10.1016/j.cmet.2012.08.010

Authors

Ignasi Morán, İldem Akerman, Martijn van de Bunt, Ruiyu Xie, Marion Benazra, Takao Nammo, Luis Arnes, Nikolina Nakić, Javier García-Hurtado, Santiago Rodríguez-Seguí, Lorenzo Pasquali, Claire Sauty-Colace, Anthony Beucher, Raphael Scharfmann, Joris van Arensbergen, Paul R. Johnson, Andrew Berry, Clarence Lee, Timothy Harkins, Valery Gmyr, François Pattou, Julie Kerr-Conte, Lorenzo Piemonti, Thierry Berney, Neil Hanley, Anna L. Gloyn, Lori Sussel, Linda Langman, Kenneth L. Brayman, Maike Sander, Mark I. McCarthy, Philippe Ravassard, Jorge FerrerSee Affiliations

• Highlights
• RNA and chromatin profiling uncovers >1100 active lncRNA genes in human islet cells
• Islet lncRNAs are often cell specific and activated during endocrine differentiation
• Several islet lncRNAs exhibit conserved regulation in mouse islets
• Some lncRNAs are dysregulated in type 2 diabetes or map to susceptibility loci

Summary

A significant portion of the genome is transcribed as long noncoding RNAs (lncRNAs), several of which are known to control gene expression. The repertoire and regulation of lncRNAs in disease-relevant tissues, however, has not been systematically explored. We report a comprehensive strand-specific transcriptome map of human pancreatic islets and β cells, and uncover >1100 intergenic and antisense islet-cell lncRNA genes. We find islet lncRNAs that are dynamically regulated and show that they are an integral component of the β cell differentiation and maturation program.
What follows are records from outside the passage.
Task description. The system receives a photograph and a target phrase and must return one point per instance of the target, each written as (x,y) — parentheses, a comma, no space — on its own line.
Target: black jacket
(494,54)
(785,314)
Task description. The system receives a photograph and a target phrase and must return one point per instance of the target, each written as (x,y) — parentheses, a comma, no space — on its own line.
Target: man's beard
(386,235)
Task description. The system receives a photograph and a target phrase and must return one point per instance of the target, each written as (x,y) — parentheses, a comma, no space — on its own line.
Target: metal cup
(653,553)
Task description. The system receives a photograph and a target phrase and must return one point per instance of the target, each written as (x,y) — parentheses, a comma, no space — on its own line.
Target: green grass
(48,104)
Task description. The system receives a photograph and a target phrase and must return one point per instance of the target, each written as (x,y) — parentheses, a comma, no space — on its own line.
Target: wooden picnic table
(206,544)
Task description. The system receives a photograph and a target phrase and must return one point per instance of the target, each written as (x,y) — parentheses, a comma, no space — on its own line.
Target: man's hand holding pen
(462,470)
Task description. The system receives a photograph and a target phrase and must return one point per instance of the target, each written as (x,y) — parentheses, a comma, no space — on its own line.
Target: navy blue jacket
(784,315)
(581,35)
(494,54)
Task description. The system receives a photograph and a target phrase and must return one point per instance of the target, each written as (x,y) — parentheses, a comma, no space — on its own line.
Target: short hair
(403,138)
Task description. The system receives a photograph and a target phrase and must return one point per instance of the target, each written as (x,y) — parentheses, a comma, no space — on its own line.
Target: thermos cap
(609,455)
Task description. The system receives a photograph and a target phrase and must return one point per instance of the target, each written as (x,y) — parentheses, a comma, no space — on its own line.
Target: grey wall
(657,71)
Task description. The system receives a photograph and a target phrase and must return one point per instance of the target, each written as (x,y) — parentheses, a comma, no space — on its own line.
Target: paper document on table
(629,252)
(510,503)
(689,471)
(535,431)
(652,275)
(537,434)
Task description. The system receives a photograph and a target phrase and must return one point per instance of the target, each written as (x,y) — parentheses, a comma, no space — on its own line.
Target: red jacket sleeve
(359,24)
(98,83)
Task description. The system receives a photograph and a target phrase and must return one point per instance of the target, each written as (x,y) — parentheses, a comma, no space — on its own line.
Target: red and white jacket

We sequenced the mouse islet transcriptome and identify lncRNA orthologs that are regulated like their human counterparts. Depletion of HI-LNC25, a β cell-specific lncRNA, downregulated GLIS3 mRNA, thus exemplifying a gene regulatory function of islet lncRNAs. Finally, selected islet lncRNAs were dysregulated in type 2 diabetes or mapped to genetic loci underlying diabetes susceptibility. These findings reveal a new class of islet-cell genes relevant to β cell programming and diabetes pathophysiology.